Accordingly, we affirm in part and reverse in part the district court order denying a preliminary injunction and remand the case for further consideration. Plaintiffs are entitled to a preliminary injunction against further construction of the proposed jail until such time as GSA has made a proper determination under section 102(2) (C), taking account of all relevant factors, of whether the proposed jail significantly affects the quality of the human environment. We do not agree with plaintiffs that GSA is barred from making that necessary preliminary determination now. Nor do we regard the remand as pure ritual because of the probability that GSA will reach the same conclusion as before. Preservation of "the integrity" of the new Act is an important consideration, see City of New York v. United States, supra, 337 F.Supp. at 160, lest the Act's "lofty declarations" amount to no more than that.

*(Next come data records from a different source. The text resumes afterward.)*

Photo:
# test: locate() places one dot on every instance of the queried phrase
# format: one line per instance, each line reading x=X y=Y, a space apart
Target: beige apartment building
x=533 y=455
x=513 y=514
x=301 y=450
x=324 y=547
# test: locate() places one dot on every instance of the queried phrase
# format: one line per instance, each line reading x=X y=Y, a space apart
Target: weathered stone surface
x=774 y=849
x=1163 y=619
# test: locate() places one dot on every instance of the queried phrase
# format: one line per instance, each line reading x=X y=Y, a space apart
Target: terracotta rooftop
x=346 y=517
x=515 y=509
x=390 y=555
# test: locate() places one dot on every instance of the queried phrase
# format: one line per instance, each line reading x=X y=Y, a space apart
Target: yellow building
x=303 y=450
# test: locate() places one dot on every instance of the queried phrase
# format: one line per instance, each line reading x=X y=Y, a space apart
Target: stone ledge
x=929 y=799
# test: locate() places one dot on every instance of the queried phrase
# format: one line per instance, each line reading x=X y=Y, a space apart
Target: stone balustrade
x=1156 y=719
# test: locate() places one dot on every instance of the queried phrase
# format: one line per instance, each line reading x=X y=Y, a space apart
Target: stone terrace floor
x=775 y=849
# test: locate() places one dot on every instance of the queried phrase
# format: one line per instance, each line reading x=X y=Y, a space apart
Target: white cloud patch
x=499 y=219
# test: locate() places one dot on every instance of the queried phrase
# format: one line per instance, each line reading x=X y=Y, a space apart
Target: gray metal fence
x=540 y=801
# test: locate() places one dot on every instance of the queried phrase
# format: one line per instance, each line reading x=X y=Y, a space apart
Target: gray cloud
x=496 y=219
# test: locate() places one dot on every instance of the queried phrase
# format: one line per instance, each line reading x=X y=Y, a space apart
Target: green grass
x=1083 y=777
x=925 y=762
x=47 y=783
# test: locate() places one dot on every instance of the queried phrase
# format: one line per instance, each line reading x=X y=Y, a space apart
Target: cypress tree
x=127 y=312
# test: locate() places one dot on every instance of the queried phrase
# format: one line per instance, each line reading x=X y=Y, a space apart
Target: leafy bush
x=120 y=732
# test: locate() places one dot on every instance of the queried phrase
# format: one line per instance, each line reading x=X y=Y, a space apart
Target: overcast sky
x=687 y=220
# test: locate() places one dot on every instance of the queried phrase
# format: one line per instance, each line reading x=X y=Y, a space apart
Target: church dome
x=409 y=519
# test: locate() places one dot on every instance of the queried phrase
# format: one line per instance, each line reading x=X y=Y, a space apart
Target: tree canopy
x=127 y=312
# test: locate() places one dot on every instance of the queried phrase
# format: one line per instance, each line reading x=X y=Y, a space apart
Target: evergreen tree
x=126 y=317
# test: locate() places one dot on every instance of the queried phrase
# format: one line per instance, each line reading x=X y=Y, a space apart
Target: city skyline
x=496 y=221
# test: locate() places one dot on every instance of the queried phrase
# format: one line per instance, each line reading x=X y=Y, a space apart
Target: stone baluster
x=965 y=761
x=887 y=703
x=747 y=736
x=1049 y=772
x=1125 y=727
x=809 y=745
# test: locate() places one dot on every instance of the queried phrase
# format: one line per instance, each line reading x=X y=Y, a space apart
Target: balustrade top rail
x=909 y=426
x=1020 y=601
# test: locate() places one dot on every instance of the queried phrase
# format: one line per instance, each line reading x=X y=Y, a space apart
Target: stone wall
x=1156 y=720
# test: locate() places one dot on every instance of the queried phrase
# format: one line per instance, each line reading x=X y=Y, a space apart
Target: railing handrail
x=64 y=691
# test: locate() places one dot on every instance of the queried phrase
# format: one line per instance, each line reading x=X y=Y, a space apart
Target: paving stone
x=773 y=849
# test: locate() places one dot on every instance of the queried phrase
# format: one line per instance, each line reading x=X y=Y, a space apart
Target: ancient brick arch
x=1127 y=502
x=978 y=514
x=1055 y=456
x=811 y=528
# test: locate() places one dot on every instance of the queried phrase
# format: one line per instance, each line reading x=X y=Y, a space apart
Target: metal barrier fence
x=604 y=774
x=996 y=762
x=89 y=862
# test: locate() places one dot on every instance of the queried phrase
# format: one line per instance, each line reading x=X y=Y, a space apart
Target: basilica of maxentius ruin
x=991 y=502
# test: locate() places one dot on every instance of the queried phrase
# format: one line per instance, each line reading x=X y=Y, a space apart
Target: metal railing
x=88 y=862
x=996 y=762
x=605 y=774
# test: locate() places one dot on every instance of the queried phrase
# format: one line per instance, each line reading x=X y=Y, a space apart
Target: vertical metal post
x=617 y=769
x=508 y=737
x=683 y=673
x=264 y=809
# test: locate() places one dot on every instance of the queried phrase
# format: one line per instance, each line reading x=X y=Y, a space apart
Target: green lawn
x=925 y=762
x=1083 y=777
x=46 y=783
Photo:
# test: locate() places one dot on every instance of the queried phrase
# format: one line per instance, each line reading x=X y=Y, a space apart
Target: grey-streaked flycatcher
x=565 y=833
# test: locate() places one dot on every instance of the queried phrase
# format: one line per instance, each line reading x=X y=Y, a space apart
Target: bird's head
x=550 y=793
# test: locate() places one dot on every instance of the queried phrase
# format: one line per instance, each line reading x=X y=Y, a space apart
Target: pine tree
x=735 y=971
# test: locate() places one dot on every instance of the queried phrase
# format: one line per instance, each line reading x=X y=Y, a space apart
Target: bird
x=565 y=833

Plaintiffs also argue that defendants failed to comply with subsections (A), (B) and (D) of section 102(2) of the Act, 42 U.S.C. § 4332(2) (A), (B), (D), and point out that these sections do not contain the same limiting language of subsection (C) discussed above. According to plaintiffs, therefore, defendants were required to comply with these sections whether or not the proposed federal action had a significant effect on the environment. Defendants maintain that plaintiffs did not raise these issues in the district court and that, in any event, the requirements of these sections were satisfied. The district court did not deal with these questions, obviously because they were not seriously pressed below. Although the papers submitted to us by defendants on this issue are persuasive, we believe that the better procedure, in view of our remand, is for the district court to decide whether these sections are applicable and, if so, whether defendants met their requirements.
Judgment affirmed in part and reversed in part. Case remanded for further expeditious proceedings consistent with this opinion. The mandate shall issue forthwith.